2. Neck-turn the remaining brass, setting aside the brass which didn't have any valleys. This is keeper match stuff. Use it for longer distances, etc. Make sure you trim far enough into the shoulder to avoid donuts, anywhere from 0.010" to 0.030", depending upon the brass and the cutting angle at the shoulder end of the neck turning tool.
3. Neck turn the brass again after letting it rest for a day or two.
4. Your goal is a neck case variance of less than 0.0003".
5. Clean and polish the cases.
6. After this, weigh the cases and sort into 0.5 gr. groups.
7. Seat the primers with a hand priming tool.
8. Weigh your powder charges to +/- 0.1 gr. on a quality scale. Be aware of how your scale functions in terms of settling, sensitivity, and grain size/shape of the powder.
9. Using a quality seating die, seat the bullets to +/- 0.001, measured at the ogive.
10. Rotate the case 120 or 180 degrees as you are seating the bullet, I would recommend the use of a qualtiy seater, and keep the length tolerance at the ogive to +/- 0.001".
11. Test each round for concentricity. The goal is 0.0015" TIR at the ogive measurement point.
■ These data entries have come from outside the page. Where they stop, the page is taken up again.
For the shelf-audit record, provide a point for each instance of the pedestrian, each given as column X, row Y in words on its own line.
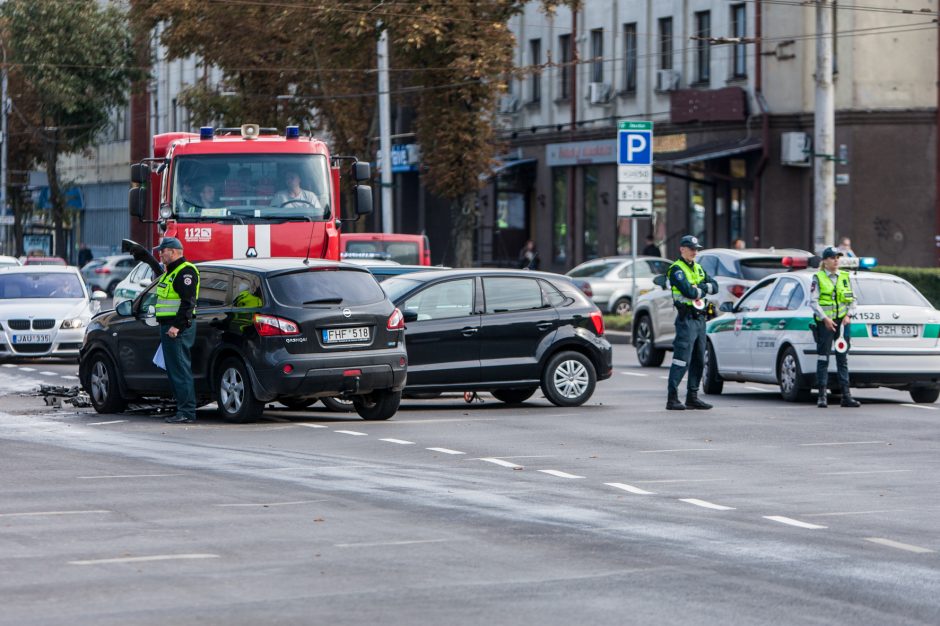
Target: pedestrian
column 833, row 304
column 177, row 291
column 651, row 249
column 529, row 256
column 690, row 284
column 84, row 255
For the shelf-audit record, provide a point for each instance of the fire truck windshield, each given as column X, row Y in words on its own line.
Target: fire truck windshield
column 243, row 187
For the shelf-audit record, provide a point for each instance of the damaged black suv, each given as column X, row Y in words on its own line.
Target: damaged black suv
column 266, row 329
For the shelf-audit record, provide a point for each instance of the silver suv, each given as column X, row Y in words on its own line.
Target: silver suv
column 735, row 271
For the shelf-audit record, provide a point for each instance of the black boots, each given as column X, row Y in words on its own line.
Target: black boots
column 692, row 402
column 673, row 404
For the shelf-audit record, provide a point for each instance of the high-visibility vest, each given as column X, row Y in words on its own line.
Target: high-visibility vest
column 168, row 301
column 834, row 299
column 694, row 275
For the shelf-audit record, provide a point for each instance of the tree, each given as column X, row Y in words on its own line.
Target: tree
column 77, row 61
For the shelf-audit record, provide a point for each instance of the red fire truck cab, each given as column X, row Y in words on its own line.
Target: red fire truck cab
column 245, row 192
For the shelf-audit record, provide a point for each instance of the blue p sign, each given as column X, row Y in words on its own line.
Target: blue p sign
column 635, row 148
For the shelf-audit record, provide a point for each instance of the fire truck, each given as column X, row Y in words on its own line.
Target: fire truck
column 246, row 192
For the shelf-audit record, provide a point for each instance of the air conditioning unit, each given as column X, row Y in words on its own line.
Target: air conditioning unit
column 796, row 149
column 598, row 93
column 508, row 104
column 667, row 80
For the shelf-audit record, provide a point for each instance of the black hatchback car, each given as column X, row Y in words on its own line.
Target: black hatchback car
column 508, row 332
column 266, row 329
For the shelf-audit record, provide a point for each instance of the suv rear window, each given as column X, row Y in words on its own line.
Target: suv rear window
column 346, row 287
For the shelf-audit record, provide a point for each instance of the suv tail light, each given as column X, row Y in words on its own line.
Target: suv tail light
column 396, row 321
column 271, row 326
column 598, row 320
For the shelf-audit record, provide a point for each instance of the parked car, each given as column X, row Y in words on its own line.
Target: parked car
column 266, row 330
column 766, row 337
column 608, row 281
column 44, row 311
column 105, row 273
column 133, row 284
column 734, row 270
column 508, row 332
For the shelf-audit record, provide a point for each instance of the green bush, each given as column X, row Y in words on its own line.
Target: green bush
column 926, row 279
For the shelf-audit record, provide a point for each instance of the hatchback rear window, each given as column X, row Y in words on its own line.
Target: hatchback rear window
column 345, row 287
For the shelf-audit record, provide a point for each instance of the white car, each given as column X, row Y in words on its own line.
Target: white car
column 766, row 337
column 44, row 311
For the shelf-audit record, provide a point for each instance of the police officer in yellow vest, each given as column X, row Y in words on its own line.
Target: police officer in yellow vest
column 833, row 303
column 690, row 284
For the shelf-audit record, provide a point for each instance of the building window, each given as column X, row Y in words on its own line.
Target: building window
column 535, row 51
column 629, row 57
column 703, row 62
column 739, row 29
column 665, row 43
column 597, row 55
column 564, row 76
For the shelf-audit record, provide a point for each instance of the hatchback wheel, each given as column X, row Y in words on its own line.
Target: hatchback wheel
column 234, row 395
column 378, row 405
column 646, row 351
column 568, row 379
column 102, row 385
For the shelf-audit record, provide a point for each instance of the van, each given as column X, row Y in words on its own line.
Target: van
column 404, row 249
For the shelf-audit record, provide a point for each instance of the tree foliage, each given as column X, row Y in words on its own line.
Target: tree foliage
column 76, row 61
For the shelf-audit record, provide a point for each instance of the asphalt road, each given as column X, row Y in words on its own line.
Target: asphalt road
column 617, row 512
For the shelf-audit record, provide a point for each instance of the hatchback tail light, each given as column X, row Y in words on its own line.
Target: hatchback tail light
column 598, row 320
column 271, row 326
column 396, row 321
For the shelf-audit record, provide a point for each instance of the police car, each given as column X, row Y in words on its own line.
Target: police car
column 767, row 337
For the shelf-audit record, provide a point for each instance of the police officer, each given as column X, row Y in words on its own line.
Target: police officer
column 833, row 303
column 177, row 290
column 690, row 284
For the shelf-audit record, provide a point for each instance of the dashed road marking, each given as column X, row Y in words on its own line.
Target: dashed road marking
column 560, row 474
column 631, row 489
column 707, row 505
column 900, row 546
column 793, row 522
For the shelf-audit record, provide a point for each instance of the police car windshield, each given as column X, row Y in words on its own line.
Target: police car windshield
column 892, row 292
column 236, row 187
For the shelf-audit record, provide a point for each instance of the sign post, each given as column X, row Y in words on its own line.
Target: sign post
column 634, row 180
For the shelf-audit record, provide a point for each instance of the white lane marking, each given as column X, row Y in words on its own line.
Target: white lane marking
column 388, row 543
column 842, row 443
column 560, row 474
column 793, row 522
column 707, row 505
column 267, row 504
column 900, row 546
column 500, row 462
column 142, row 559
column 41, row 513
column 631, row 489
column 445, row 450
column 128, row 476
column 865, row 472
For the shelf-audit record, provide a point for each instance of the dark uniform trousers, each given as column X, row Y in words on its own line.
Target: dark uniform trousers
column 176, row 354
column 688, row 351
column 824, row 341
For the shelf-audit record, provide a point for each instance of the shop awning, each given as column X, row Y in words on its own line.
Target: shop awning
column 708, row 151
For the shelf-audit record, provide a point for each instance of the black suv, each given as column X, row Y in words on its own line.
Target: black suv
column 508, row 332
column 266, row 330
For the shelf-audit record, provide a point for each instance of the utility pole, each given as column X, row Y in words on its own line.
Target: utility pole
column 385, row 133
column 824, row 191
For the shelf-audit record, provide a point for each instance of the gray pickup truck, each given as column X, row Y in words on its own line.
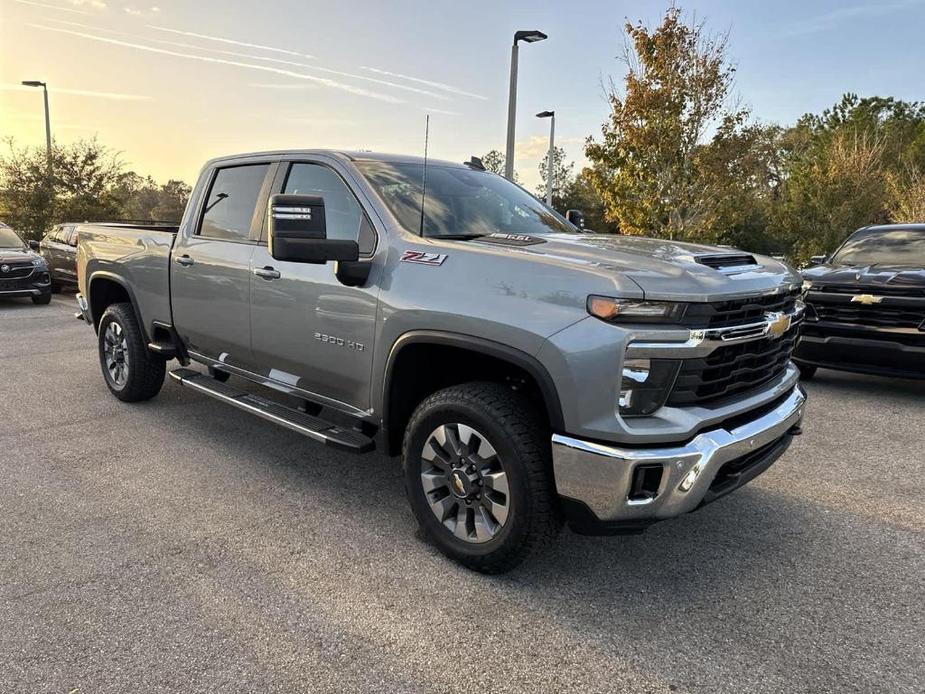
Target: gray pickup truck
column 526, row 372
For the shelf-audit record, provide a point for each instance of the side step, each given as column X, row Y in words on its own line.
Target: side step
column 305, row 424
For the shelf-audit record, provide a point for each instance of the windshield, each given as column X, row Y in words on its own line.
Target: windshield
column 9, row 239
column 460, row 201
column 883, row 247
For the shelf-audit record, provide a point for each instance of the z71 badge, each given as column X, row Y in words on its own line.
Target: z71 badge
column 423, row 258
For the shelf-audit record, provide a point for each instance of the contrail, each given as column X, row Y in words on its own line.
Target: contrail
column 234, row 63
column 232, row 41
column 51, row 7
column 278, row 61
column 436, row 85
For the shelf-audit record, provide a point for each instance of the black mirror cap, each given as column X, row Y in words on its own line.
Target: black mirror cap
column 304, row 250
column 576, row 217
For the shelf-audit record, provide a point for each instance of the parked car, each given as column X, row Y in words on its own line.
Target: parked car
column 59, row 248
column 524, row 371
column 23, row 272
column 866, row 305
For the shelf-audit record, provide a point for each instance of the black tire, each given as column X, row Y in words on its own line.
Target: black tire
column 144, row 370
column 219, row 375
column 508, row 421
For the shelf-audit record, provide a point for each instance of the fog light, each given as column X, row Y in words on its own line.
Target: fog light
column 689, row 479
column 645, row 384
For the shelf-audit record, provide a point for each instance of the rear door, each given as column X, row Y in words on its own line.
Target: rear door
column 310, row 330
column 211, row 261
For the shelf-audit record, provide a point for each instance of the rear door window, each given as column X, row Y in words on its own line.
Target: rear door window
column 232, row 202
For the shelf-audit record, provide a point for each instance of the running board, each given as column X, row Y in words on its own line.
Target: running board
column 300, row 422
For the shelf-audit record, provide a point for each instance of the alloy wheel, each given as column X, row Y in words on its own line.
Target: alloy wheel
column 465, row 482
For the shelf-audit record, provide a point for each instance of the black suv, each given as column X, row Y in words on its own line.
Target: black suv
column 23, row 272
column 866, row 305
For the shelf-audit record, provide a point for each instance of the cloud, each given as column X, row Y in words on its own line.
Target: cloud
column 824, row 21
column 233, row 63
column 438, row 85
column 114, row 96
column 231, row 41
column 50, row 7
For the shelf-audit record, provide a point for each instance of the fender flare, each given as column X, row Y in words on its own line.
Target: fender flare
column 118, row 279
column 531, row 365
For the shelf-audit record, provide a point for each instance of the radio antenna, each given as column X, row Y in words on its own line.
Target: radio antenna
column 424, row 172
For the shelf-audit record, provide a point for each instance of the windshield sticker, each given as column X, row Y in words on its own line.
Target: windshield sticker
column 423, row 258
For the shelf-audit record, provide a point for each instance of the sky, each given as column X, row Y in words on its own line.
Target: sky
column 170, row 83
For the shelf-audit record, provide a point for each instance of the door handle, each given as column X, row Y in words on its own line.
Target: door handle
column 268, row 273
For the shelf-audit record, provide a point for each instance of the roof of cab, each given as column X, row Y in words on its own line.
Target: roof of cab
column 353, row 156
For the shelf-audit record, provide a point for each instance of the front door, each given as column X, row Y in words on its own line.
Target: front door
column 309, row 330
column 211, row 263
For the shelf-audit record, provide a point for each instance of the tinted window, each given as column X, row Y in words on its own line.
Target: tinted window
column 344, row 217
column 883, row 247
column 231, row 202
column 460, row 201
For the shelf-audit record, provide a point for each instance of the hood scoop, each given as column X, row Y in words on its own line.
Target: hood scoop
column 729, row 263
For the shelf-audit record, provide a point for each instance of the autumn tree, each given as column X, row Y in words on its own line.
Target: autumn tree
column 649, row 165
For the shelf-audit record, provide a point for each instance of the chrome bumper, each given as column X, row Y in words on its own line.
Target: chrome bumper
column 600, row 476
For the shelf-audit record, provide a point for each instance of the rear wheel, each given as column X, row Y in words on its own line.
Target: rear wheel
column 478, row 476
column 131, row 371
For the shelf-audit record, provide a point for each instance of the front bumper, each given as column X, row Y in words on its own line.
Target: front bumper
column 596, row 481
column 894, row 352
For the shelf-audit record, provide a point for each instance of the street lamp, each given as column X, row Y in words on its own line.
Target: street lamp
column 550, row 169
column 36, row 83
column 530, row 37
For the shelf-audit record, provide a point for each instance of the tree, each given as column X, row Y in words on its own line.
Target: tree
column 563, row 178
column 494, row 162
column 649, row 166
column 89, row 183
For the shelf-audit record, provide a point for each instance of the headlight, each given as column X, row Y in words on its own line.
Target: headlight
column 634, row 310
column 645, row 385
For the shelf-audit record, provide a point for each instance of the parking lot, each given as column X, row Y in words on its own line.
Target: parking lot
column 179, row 545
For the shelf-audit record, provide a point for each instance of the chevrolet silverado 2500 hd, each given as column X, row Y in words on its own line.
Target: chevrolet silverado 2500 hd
column 525, row 371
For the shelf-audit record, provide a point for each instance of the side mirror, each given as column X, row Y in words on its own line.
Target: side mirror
column 298, row 233
column 576, row 217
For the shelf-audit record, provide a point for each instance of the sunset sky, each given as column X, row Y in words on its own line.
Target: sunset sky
column 171, row 83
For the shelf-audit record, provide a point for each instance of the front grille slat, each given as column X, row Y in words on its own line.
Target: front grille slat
column 736, row 368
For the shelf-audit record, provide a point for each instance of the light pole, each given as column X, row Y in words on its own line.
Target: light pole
column 530, row 37
column 36, row 83
column 550, row 169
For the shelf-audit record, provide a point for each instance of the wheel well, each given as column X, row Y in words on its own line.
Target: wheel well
column 421, row 369
column 103, row 293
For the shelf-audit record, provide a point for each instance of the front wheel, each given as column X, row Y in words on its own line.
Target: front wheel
column 131, row 371
column 478, row 475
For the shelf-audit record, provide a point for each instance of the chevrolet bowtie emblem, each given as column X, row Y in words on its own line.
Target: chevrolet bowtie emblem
column 778, row 324
column 866, row 299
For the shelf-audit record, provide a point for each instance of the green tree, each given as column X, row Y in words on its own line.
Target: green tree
column 563, row 178
column 649, row 165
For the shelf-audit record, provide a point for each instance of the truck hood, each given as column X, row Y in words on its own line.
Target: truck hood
column 868, row 276
column 668, row 270
column 17, row 255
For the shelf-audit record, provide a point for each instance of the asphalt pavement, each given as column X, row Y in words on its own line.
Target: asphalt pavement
column 179, row 545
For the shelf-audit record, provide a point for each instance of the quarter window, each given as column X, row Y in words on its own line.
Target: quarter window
column 345, row 219
column 232, row 201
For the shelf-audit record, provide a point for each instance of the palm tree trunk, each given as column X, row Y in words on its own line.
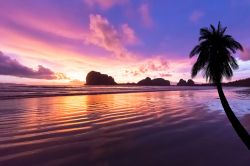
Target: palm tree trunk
column 240, row 130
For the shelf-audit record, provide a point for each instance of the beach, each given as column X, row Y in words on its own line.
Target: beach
column 150, row 127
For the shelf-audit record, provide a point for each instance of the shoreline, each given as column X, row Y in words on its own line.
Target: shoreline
column 177, row 88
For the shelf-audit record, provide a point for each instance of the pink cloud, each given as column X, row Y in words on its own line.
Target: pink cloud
column 104, row 4
column 129, row 34
column 145, row 15
column 12, row 67
column 245, row 56
column 103, row 34
column 196, row 16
12. For fired brass, deprime and clean the primer pockets with your uniformer.
13. Clean the brass with Iosso, Birchwood-Casey Case cleaner, or your buddies favorite mystery combo of Simply-Green, lemon juice, Dawn, etc. Then finish clean and polish in a tumbler with corn cob and a quality polish.
14. Neck size or full length the cases with a quality die which uses a neck bushing to control neck tension. Every diemaker screws up occasionally, so if you have problems, check with another die. Figure out what neck tension works best with your load; this is another variable to test when checking which primer, powder, and seating depth works best. Again, put any cases with a balloon to one side or banana shape aside to use for practice.
14. Neck turn the brass again if once fired, you shouldn't have to repeat this step again until you have ten or more firings on the case.
15. Trim to length an chamfer.
16. Clean to remove lube, and polish the brass again.
17. Seat a primer in the case, rotating the case 120 to 180 degrees to ensure the primer isn't seated to one side of the pocket.
18. See steps 8, 9, 10 and 11 of the 0.25 MOA instructions.
19. See step 11 of the 0.5 MOA instructions, adding a test for neck tension after the other steps.
Be aware of the effects of temperature on your load, reduce or increase the powder charge to maintain the best accuracy level. Always follow good reloading procedures; starting low and working up with powder charges, at least off the lands by 0.020" to start, seating the bullet deeper into the case by 0.005" can push a load over the edge.
General rules:
Keep the torque on the nut behind the trigger consistent and relaxed.
If firing a string of five or more shots, don't leave a round in the chamber longer than 45 seconds.
Learn the POI of the first three shots if shooting a long string, the tenth and higher shot in a long string seems to have a different POI, also.
YMMV, but it works for me. Are all these steps necessary? Absolutely not. Can you achieve under .5MOA accuracy without doing some of the steps? Of course, but with what consistency? Some of these steps I simply have found to be a total waste of time and I consider them being overly anal retentive. I've loaded 25 rounds of the same charge with some of the steps excluded and shot them in a series of 5 test (125 rounds total fired to rule out some variables) and found some steps really offer very little gain. It really boils down to how much you enjoy it and how much better it makes you sleep at night or feel on match day. I like to have 100% confidence that every round in my box is as consistent as I can possible make them.
Hope this information helps someone out there.